Many believe Vietnam – an emerging economic powerhouse – has opened up to the world and that there is now little persecution. They may have not have stopped long enough to look and listen. Vietnam is not just comprised of the cities that are featured in travel and leisure shows. Hidden to the rest of the world are the rural villages in the north and in the Central Highlands, and access to them continues to be denied by the government. This is where most of the persecution is taking place, according to an Open Doors report.

The situation remains particularly hard for ethnic minority churches along the borders of Laos and China in Vietnam’s northwest provinces. In these remote places, lack of registration is still used as an excuse to break up or to prevent regular worship services.

The Evangelical Church of Vietnam (North) has submitted requests for well over 600 churches, and the Northwest Highlands reports only 31 church registrations. Only 13 of the 31 church registrations came after Vietnam’s status as a CPC was lifted last November, according to Compass.

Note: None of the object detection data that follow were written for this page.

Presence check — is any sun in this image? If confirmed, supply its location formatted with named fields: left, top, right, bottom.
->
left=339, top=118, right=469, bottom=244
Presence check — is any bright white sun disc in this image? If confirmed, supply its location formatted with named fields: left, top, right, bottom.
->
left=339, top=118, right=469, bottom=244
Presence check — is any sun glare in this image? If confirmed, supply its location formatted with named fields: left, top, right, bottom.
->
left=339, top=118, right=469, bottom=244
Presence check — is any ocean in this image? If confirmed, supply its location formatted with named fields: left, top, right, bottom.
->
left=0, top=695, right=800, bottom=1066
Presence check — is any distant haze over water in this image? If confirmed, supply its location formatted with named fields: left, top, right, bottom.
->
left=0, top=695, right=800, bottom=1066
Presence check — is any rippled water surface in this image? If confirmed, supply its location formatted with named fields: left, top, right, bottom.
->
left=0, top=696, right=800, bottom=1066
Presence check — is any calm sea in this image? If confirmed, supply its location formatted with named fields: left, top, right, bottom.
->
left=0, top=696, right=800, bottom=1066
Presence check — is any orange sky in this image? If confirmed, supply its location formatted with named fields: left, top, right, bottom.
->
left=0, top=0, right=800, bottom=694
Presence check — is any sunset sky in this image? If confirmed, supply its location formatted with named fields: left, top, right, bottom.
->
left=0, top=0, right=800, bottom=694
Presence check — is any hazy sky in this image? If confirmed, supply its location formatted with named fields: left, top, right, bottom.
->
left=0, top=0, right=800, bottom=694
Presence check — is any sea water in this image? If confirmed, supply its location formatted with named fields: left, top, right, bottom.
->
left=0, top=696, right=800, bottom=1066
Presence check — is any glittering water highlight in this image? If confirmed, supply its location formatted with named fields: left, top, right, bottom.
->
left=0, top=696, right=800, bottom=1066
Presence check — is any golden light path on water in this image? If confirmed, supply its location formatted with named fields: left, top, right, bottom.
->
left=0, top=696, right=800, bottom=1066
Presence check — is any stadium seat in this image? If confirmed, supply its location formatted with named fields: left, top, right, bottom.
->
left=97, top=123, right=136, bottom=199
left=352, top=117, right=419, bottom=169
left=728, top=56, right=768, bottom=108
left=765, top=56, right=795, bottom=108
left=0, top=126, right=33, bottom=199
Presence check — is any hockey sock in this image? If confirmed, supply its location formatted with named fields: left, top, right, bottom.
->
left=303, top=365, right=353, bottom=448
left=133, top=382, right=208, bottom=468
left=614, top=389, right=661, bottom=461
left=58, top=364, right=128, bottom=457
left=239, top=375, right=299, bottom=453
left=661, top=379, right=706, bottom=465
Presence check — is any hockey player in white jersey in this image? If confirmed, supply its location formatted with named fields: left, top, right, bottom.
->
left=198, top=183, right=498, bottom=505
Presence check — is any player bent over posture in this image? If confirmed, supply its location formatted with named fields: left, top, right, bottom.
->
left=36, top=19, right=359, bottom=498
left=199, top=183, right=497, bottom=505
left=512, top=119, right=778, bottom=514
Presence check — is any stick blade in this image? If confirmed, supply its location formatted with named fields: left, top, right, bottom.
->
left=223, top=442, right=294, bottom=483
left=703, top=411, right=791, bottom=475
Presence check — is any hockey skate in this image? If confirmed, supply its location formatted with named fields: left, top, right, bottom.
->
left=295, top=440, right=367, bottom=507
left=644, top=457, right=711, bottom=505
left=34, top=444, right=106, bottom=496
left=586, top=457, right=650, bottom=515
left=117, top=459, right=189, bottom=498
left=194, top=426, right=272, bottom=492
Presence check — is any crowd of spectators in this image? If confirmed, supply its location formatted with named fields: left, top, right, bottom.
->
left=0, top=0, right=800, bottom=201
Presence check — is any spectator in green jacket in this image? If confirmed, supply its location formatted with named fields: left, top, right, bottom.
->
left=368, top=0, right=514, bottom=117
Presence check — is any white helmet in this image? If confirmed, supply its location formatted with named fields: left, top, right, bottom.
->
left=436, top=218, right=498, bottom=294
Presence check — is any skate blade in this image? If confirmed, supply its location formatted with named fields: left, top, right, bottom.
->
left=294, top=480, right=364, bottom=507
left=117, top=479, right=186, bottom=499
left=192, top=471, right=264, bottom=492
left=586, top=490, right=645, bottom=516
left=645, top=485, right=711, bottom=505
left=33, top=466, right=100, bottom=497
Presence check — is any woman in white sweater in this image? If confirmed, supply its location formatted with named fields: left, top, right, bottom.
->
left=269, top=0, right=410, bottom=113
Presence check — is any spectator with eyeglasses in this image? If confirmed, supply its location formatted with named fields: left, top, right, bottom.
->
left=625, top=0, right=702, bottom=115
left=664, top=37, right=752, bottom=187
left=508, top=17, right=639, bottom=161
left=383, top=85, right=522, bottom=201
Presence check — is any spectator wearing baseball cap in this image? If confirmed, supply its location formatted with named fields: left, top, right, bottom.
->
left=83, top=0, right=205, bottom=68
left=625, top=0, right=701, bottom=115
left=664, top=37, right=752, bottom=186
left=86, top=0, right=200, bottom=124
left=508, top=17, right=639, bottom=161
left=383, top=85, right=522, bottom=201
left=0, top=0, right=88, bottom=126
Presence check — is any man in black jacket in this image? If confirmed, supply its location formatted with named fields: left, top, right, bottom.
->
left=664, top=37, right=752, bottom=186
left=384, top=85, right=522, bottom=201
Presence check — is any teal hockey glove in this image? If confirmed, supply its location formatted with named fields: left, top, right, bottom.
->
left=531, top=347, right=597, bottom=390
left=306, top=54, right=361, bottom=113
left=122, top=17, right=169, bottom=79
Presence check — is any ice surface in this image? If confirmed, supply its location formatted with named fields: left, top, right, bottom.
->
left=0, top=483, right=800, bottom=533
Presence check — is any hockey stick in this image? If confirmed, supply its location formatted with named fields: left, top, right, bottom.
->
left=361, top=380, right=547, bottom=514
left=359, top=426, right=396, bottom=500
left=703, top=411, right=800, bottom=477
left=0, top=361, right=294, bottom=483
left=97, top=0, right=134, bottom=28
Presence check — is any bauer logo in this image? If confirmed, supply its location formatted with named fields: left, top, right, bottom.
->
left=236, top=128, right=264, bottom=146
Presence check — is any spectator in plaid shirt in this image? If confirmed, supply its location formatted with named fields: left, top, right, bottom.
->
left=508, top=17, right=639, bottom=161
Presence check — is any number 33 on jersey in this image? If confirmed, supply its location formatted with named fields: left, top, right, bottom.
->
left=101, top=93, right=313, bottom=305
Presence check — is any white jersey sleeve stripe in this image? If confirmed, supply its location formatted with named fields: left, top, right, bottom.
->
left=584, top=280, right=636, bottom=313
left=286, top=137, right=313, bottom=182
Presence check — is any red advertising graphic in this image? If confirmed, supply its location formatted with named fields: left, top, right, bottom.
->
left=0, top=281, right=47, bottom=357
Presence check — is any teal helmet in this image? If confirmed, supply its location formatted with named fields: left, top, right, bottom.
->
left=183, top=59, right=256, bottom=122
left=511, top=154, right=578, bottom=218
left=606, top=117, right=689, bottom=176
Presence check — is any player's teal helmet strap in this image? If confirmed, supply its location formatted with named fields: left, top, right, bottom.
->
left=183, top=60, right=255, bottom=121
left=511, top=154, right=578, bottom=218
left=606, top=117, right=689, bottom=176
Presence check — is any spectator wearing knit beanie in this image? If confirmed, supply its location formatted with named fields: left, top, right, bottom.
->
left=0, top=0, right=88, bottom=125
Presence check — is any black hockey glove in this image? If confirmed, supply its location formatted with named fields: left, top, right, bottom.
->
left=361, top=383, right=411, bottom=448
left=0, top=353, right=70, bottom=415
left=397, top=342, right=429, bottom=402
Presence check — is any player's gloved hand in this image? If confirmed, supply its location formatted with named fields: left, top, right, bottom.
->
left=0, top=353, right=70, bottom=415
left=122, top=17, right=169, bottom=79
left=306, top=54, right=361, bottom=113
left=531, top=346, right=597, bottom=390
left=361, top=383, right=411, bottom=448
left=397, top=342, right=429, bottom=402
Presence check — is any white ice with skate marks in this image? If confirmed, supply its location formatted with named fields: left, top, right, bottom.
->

Under pressure from human rights advocates, Vietnam did release three dissidents in advance of Triet’s U.S. trip. According to a report by the Vietnam Study Group, 38 dissidents have been arrested since August 2006, and since March 30, 2007, 20 of them have received sentences totaling 80 years.

Perpetrators of religious violations have shifted from the central government to the local government. This has made the situation more complicated. For one, the international community does not have as much access to local governments when it comes to information and accountability.

Compounding this is the convenience of hiding atrocities at the local level. Cordoning off a village or a community so that people, resources and information are unable to go in and out results in news blackouts most of the time.

Overall, vigilance is the key – vigilance in prayer, advocacy and all kinds of support to our persecuted brothers and sisters in Vietnam, especially those that live in the hidden, inaccessible parts of the country. We should not let down our guard. They are still persecuted, but the face of the persecutor has changed.